Master Atari, Go, Chess and Shogi by planning with a learned model



[ad_1]

  • 1.

    Campbell, M., Hoane, AJ Jr and Hsu, F.-h. Deep blue. Artif. Intell. 134, 57–83 (2002).

    Google Scholar article

  • 2.

    Silver, D. et al. Master the game of Go with deep neural networks and tree search. Nature 529, 484–489 (2016).

    Article ADS CAS Google Scholar

  • 3.

    Bellemare, MG, Naddaf, Y., Veness, J. & Bowling, M. The Arcade Learning Environment: An Assessment Platform for General Agents.
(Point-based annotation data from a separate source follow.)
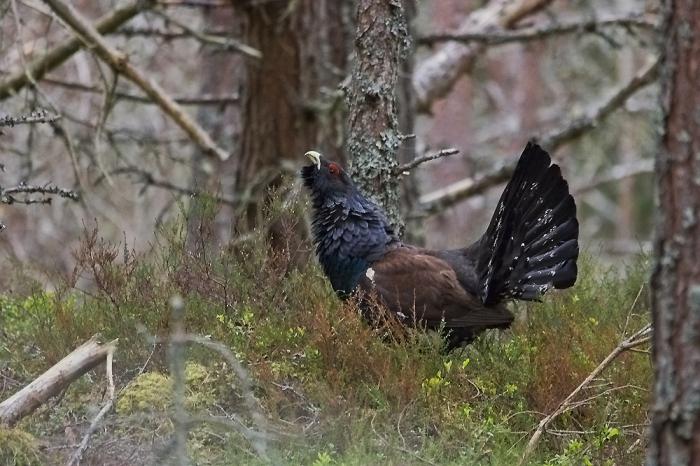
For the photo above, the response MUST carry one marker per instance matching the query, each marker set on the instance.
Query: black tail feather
(531, 244)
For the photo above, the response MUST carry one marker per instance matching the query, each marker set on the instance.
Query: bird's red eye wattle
(334, 169)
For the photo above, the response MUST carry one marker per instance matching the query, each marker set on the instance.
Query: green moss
(201, 386)
(18, 448)
(150, 391)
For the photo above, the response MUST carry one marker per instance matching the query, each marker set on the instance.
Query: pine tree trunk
(675, 429)
(288, 96)
(373, 128)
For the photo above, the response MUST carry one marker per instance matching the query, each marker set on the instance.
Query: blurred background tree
(266, 81)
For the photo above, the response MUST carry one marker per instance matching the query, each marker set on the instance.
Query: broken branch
(454, 193)
(63, 51)
(403, 169)
(120, 63)
(55, 380)
(639, 338)
(435, 76)
(540, 31)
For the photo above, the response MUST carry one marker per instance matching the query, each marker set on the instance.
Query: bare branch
(448, 196)
(120, 63)
(617, 173)
(63, 51)
(227, 43)
(148, 179)
(197, 3)
(78, 454)
(197, 100)
(577, 127)
(37, 116)
(405, 168)
(7, 195)
(637, 339)
(435, 76)
(54, 380)
(543, 31)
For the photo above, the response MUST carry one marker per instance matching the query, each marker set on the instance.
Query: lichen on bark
(373, 128)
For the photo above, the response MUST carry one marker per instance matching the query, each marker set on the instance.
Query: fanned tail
(531, 244)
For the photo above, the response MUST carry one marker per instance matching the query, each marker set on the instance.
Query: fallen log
(55, 380)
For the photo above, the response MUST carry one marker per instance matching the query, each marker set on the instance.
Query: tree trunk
(675, 428)
(373, 128)
(289, 96)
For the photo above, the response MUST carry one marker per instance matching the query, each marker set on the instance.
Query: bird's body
(530, 246)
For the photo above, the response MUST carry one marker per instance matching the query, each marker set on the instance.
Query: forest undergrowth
(320, 386)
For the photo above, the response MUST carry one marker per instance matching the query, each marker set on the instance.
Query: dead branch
(120, 63)
(37, 116)
(543, 31)
(148, 179)
(454, 193)
(78, 454)
(63, 51)
(9, 195)
(196, 3)
(55, 380)
(577, 127)
(435, 76)
(617, 173)
(637, 339)
(405, 168)
(227, 43)
(196, 100)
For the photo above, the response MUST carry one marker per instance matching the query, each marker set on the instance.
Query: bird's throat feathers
(350, 233)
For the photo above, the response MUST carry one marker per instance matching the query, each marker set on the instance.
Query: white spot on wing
(370, 274)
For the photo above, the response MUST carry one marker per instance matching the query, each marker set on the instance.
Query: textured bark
(406, 109)
(55, 380)
(675, 429)
(304, 47)
(373, 128)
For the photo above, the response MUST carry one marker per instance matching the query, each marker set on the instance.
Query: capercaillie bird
(529, 247)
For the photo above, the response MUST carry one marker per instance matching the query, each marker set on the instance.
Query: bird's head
(325, 178)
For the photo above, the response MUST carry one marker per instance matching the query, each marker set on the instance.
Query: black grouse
(530, 246)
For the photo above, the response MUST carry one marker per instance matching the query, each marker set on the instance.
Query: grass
(333, 390)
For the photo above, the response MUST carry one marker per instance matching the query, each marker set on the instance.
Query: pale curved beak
(315, 158)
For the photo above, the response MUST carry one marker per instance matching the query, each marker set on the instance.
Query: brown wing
(410, 282)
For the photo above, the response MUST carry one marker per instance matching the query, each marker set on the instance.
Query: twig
(120, 63)
(177, 369)
(637, 339)
(448, 196)
(434, 77)
(54, 380)
(37, 116)
(617, 173)
(197, 100)
(577, 127)
(78, 454)
(228, 43)
(539, 32)
(405, 168)
(259, 441)
(7, 195)
(197, 3)
(63, 51)
(149, 180)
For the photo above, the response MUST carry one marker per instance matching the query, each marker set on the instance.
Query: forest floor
(322, 388)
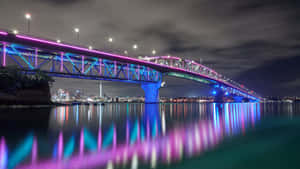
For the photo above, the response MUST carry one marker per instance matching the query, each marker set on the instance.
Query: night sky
(255, 42)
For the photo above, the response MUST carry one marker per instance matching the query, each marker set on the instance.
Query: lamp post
(28, 18)
(76, 30)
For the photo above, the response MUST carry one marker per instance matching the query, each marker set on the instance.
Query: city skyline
(249, 41)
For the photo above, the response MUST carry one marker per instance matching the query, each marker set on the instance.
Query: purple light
(174, 145)
(115, 138)
(82, 64)
(36, 55)
(61, 62)
(123, 57)
(3, 33)
(99, 139)
(4, 55)
(3, 153)
(60, 145)
(34, 150)
(81, 144)
(127, 132)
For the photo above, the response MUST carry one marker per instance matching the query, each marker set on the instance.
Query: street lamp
(28, 18)
(135, 46)
(76, 30)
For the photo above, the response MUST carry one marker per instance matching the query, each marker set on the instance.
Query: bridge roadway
(31, 54)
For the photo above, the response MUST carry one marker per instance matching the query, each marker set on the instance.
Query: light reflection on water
(130, 135)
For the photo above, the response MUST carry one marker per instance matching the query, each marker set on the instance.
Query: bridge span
(32, 54)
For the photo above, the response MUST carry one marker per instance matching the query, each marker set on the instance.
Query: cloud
(231, 36)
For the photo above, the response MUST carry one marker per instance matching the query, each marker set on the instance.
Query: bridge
(143, 139)
(31, 54)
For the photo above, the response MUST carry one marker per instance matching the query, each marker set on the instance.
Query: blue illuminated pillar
(238, 99)
(151, 92)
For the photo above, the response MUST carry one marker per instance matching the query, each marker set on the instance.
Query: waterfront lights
(135, 46)
(153, 52)
(15, 31)
(76, 30)
(110, 39)
(28, 18)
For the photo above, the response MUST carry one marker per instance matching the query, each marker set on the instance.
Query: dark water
(189, 135)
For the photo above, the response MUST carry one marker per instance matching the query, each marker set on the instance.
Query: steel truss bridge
(144, 140)
(31, 54)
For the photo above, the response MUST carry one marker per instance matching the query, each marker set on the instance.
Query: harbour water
(168, 135)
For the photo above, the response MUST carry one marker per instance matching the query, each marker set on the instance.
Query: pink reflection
(3, 33)
(60, 145)
(192, 139)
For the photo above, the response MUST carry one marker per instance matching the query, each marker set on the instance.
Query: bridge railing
(192, 66)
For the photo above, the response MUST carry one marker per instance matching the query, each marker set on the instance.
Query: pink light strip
(99, 139)
(81, 144)
(60, 145)
(115, 139)
(121, 57)
(34, 151)
(61, 62)
(177, 139)
(36, 55)
(82, 64)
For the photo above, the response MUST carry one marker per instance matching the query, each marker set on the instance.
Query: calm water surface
(189, 135)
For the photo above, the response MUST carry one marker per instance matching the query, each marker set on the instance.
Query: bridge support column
(151, 92)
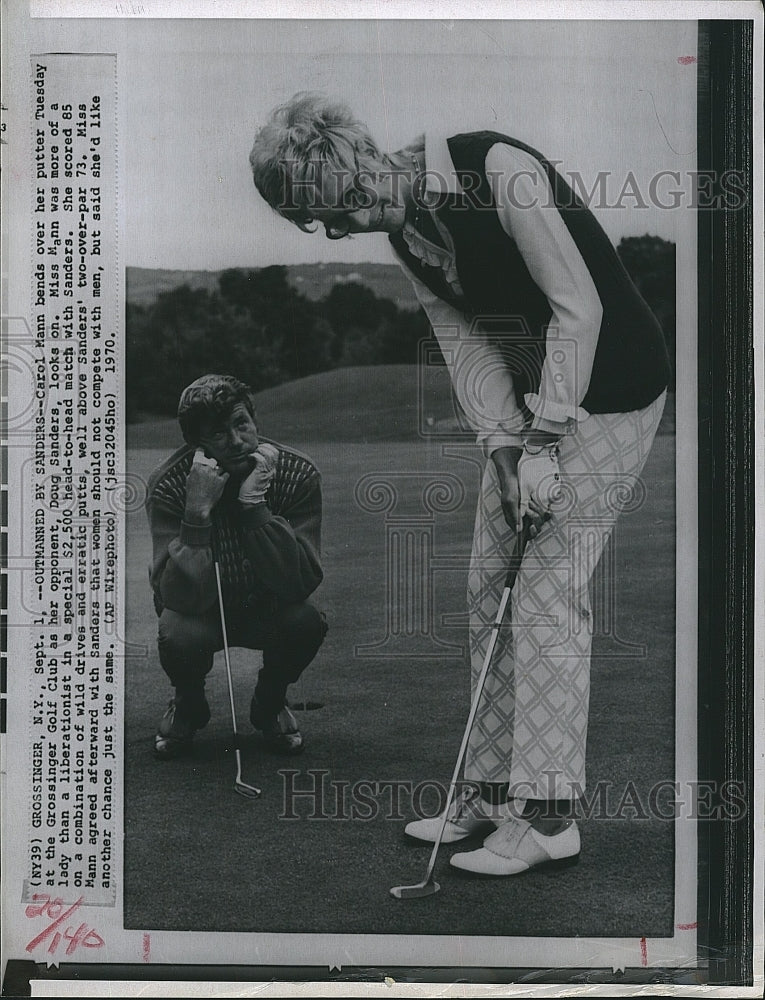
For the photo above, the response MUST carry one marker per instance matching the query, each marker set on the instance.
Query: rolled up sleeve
(480, 378)
(528, 215)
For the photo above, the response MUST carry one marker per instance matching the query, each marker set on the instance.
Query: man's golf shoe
(280, 729)
(469, 815)
(184, 716)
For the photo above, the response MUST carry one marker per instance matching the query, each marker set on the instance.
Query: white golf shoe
(516, 846)
(469, 814)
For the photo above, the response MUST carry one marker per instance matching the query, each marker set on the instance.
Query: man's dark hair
(209, 400)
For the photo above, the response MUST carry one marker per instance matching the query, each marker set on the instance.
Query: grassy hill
(363, 404)
(315, 281)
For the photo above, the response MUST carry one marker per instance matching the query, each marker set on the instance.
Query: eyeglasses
(353, 197)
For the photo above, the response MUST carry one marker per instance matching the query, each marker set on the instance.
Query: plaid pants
(531, 727)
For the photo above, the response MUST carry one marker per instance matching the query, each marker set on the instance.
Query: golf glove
(538, 477)
(254, 488)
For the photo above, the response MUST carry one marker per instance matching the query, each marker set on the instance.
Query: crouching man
(255, 509)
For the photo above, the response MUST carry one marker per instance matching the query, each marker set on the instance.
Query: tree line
(258, 326)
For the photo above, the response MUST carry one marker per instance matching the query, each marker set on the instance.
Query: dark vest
(631, 365)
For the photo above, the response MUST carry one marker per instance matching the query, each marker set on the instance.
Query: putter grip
(516, 558)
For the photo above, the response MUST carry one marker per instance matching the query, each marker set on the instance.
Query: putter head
(246, 791)
(428, 888)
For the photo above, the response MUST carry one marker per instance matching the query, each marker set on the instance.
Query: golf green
(394, 700)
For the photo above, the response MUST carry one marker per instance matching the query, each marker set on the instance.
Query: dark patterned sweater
(266, 553)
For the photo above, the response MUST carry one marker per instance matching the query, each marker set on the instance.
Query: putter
(429, 886)
(240, 787)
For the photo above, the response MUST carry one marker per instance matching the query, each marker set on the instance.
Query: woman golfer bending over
(560, 367)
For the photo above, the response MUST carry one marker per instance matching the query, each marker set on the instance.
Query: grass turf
(199, 857)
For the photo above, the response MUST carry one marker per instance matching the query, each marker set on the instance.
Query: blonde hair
(306, 149)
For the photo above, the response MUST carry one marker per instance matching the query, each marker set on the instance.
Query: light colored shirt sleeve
(481, 381)
(528, 215)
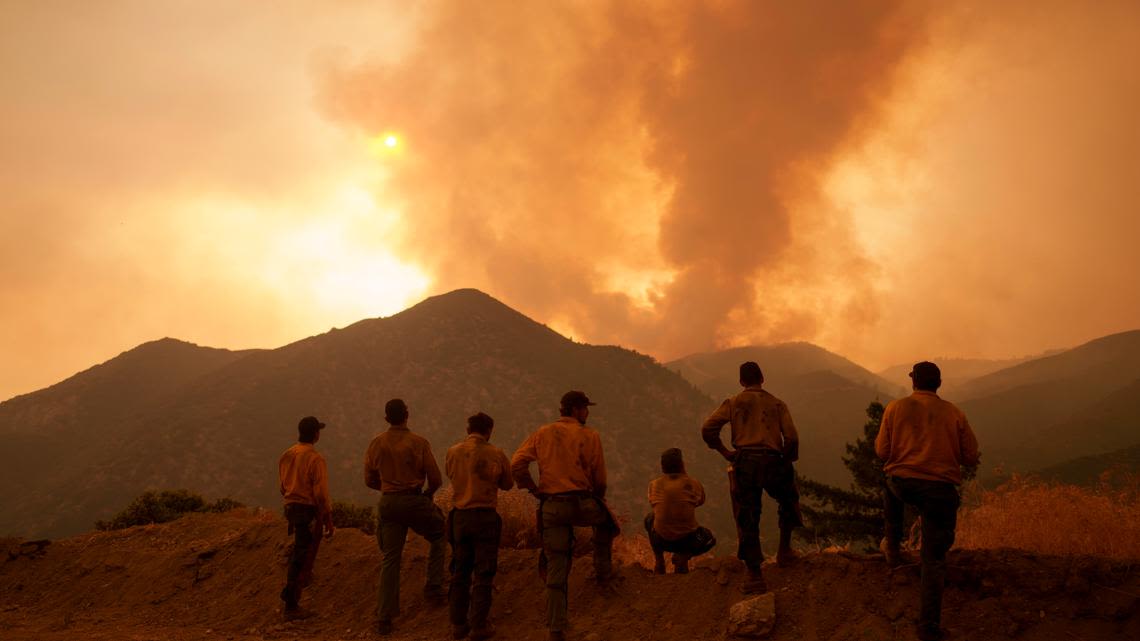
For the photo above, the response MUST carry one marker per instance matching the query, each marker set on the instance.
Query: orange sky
(887, 181)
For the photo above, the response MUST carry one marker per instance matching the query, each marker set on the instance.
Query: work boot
(296, 614)
(784, 554)
(928, 632)
(755, 584)
(890, 552)
(485, 631)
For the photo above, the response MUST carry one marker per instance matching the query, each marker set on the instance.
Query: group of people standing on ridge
(923, 443)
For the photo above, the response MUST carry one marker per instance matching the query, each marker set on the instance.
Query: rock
(722, 576)
(754, 617)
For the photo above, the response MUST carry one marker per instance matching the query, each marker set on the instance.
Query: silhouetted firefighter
(304, 485)
(397, 463)
(925, 441)
(571, 491)
(478, 470)
(765, 446)
(672, 526)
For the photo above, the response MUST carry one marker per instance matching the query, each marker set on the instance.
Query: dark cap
(926, 373)
(396, 411)
(310, 423)
(575, 398)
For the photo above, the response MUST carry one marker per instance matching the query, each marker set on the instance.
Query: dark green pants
(474, 535)
(396, 514)
(937, 503)
(560, 516)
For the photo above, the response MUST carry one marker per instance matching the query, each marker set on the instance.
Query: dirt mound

J. Artif. Intell. Res. 47, 253-279 (2013).

    Google Scholar article

  • 4.

    Machado, M. et al. Revisiting the Arcade Learning Environment: Assessment Protocols and Open Problems for General Agents. J. Artif. Intell. Res. 61, 523–562 (2018).

    MathSciNet Google Scholar article

  • 5.

    Silver, D. et al. A general reinforcement learning algorithm that masters chess, shogi, and independent play. Science 362, 1140-1144 (2018).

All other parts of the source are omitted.